The standards have been in existence for a while and are now becoming an issue because they are just recently being put into effect across the country.
Common core refers to a set of standards that are intended to provide clear goals for what students are expected to learn, and include a series of benchmarks in English and Math that all students will have to meet by the next school year.
The standards apply to students from kindergarten through 12th.
Before these standards were set, states came up with education benchmarks that were unique to each and every state.
Common Core tries to make sure all students, nationally, are on the same level, and was created by Governors from across the nation as well as education commissioners.
45 states have adopted the Common Core standards.

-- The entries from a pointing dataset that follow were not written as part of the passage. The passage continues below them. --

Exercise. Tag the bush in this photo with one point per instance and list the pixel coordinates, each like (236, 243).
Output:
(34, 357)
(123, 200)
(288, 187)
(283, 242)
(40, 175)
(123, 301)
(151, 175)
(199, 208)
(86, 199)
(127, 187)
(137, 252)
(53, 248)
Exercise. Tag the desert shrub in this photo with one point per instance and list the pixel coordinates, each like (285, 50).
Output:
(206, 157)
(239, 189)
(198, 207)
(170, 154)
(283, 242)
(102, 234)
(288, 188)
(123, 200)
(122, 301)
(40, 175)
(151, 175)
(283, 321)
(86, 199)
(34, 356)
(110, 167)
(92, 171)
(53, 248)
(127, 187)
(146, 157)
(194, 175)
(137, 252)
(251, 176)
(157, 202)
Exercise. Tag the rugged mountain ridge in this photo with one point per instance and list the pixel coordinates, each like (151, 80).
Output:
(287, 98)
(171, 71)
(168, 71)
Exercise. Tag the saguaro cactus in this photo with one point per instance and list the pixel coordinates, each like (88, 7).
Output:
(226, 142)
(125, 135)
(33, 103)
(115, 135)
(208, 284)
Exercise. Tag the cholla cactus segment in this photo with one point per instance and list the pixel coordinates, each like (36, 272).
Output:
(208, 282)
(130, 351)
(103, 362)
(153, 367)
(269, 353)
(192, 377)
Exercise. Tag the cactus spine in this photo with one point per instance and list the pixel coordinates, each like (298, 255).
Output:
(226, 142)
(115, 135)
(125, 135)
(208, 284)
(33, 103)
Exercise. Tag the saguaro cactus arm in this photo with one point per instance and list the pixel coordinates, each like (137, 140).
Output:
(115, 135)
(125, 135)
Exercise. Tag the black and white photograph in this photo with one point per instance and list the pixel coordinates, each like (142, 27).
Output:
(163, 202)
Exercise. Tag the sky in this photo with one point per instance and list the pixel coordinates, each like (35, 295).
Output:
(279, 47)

It is important to remember that although they are referred to as Federal or National education standards, they were not created by the Federal Government. They are referred to as this only because the majority of states have chosen to adopt them, and they are aimed at being a national set of standards.
In addition, Common Core does not instruct teachers how to teach, but it does require some specific content. For example, in English, classic myths and Shakespeare are included in the curriculum, in Math, the basics such as whole numbers, addition, subtraction, and decimals must be taught.
In 2014, there will be testing to correspond with the Common Core standards, after they take full effect.
Many parents and teachers are opposed to the new school standards and they have been causing quite a controversy locally.
Because of the local controversy, State Representative Kevin Pearson will be holding a town hall meeting at 6:00 p.m. Thursday, in the Slidell City Council Chambers, to hear from voters on the issue.